L’ondata di perbenismo che sta travolgendo la cultura occidentale da qualche decennio a questa parte, sebbene con le sue ipocrisie e contraddizioni, ha portato fortunatamente una progressiva accettazione della natura poliedrica della sessualità.
Come abbiamo visto nell’articolo della scorsa settimana, gli studi di Kinsey ci hanno suggerito che definire una persona strettamente eterosessuale o unicamente omosessuale è limitante e che l’attrazione è una variabile che cambia involontariamente nel tempo secondo spazio e cultura di riferimento.
Oggi, seppur con grande difficoltà, stiamo cominciando ad accettare questo assioma e ad ampliare il nostro vocabolario aggiungendo definizioni sempre più inclusive. Basti pensare che gli orientamenti sessuali attualmente riconosciuti sono più di trenta e che non si tratta di una lista chiusa ma in fase di completamento.
Sebbene ormai ci siano definizioni come eterosessualità e omosessualità che sono universalmente intese (ma ancora tabú, purtroppo) esistono altri termini ancora troppo sconosciuti alla maggioranza. Questo è il caso del termine pansessualitá, una parola il cui significato è cambiato nel corso del tempo e che, proprio per la sua natura relativamente giovane, è poco nota soprattutto alla Generazione X*.
Il termine pansessuale nasce, inizialmente, dagli studi Freudiani sulla sessualità infantile. È infatti così che l’inventore della psicanalisi definisce il principio secondo cui il sesso stia, fin dalla nascita, alla base di qualsiasi relazione umana. A partire dalla seconda metà del ´900 pansessuale inizia ad essere, invece, utilizzato come definizione dell’orientamento sessuale di coloro che si sentono attratti potenzialmente da tutti i generi, quindi binari e non binari, indipendentemente dal loro orientamento o sesso biologico. Proprio come qualsiasi orientamento, la pansessualitá non é una scelta sebbene ultimamente sia stata percepita come una delle tante mode di “Hollywood”. Sono, infatti, molte le star del grande schermo e del panorama musicale internazionale che hanno dichiarato di sentirsi tali e che hanno fatto molto parlare di sé( per esempio Miley Cyrus, Billie Joe Armstrong, Lily Rose Depp).
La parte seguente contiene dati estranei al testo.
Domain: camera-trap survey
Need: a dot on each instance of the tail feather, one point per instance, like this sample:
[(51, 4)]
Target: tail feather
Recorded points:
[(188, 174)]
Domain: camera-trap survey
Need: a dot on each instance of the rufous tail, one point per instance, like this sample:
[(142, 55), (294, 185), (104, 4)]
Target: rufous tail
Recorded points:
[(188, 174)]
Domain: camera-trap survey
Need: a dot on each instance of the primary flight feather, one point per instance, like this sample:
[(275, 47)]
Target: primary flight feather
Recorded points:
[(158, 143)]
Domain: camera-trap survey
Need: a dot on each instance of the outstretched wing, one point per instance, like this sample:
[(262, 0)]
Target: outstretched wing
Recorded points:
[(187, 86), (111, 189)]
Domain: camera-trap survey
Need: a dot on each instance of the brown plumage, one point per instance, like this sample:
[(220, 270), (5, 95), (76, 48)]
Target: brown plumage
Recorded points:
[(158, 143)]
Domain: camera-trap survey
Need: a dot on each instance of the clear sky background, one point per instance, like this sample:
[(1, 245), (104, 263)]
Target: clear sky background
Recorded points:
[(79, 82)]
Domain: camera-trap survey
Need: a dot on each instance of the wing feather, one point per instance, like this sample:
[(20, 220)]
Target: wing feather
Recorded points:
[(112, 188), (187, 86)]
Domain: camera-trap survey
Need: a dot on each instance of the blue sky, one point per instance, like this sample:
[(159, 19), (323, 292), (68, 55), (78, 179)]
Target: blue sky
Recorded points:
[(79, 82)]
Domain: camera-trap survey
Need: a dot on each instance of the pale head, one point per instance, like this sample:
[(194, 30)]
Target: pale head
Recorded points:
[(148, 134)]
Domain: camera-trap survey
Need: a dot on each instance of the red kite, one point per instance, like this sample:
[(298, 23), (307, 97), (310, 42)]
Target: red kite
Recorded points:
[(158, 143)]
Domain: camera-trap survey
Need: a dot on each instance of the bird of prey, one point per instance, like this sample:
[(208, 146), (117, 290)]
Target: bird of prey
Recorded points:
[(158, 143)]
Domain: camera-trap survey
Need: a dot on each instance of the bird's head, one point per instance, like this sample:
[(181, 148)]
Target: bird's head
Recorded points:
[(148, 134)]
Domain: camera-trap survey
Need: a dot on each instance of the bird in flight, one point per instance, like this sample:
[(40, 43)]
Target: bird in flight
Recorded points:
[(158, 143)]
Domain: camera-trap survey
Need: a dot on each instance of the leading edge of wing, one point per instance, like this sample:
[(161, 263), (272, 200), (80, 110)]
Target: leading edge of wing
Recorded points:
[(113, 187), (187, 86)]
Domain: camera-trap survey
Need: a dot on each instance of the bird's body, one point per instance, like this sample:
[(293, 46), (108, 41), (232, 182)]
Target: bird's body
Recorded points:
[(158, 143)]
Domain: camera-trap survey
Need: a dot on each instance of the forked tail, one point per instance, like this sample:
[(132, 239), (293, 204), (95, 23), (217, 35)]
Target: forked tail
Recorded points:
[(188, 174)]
Intorno a questo termine c’è molta ignoranza. Non é raro, infatti, che venga accostata alle parafilie (quindi ai disturbi psichici come zoofilia, pedofilia, necrofilia ecc…). Inoltre spesso si ignora che la persona che si definisce pansessuale non sia tenuta necessariamente ad avere relazioni e rapporti con chiunque. Molto spesso poi la pansessualitá viene confusa con la bisessualitá o con la polisessualitá. Per capire dove stia la grande differenza basta fare riferimento alle radici greche dei termini. Mentre nella parola pansessuale troviamo “pan” che significa “tutto”, in bisessuale abbiamo “Bi” ovvero “due” e, infine, in polisessuale “poli” quindi “molti. La bisessualitá è quindi l’attrazione verso due generi mentre la polisessualitá è l’attrazione verso molti generi.
Icona del movimento gay, personaggio controverso e difficilmente decifrabile, Mario Mieli, parla per la prima volta del concetto di pansessualitá nel 1977 nella sua opera Elementi di critica omosessuale, un ampliamento della sua tesi di laurea di filosofia morale. Uno tra i tanti elementi che rendono particolarmente interessante lo studio di Mieli è la teoria secondo la quale alla nascita siamo tutti esseri eroticamente polimorfi, e quindi predisposti a molteplici tendenze dell´eros, plasmati in età adulta dalla cosiddetta “educastrazione” che ci priva dell’ermafroditismo originale inibendo la vera natura umana. L’eterosessualità non sarebbe, dunque, altro che un prodotto storico, il risultato della privazione dell’istinto da parte dell´uomo nei confronti della sua stessa specie.
Che si sia d’accordo o meno, che ci si ritrovi o no nella definizione, é davvero interessante notare come lentamente si stiano sgretolando i paradigmi millenari che fino ad un decennio fa sembravano insormontabili. Ed é un peccato non riuscire neanche ad immaginare quale sia il prossimo.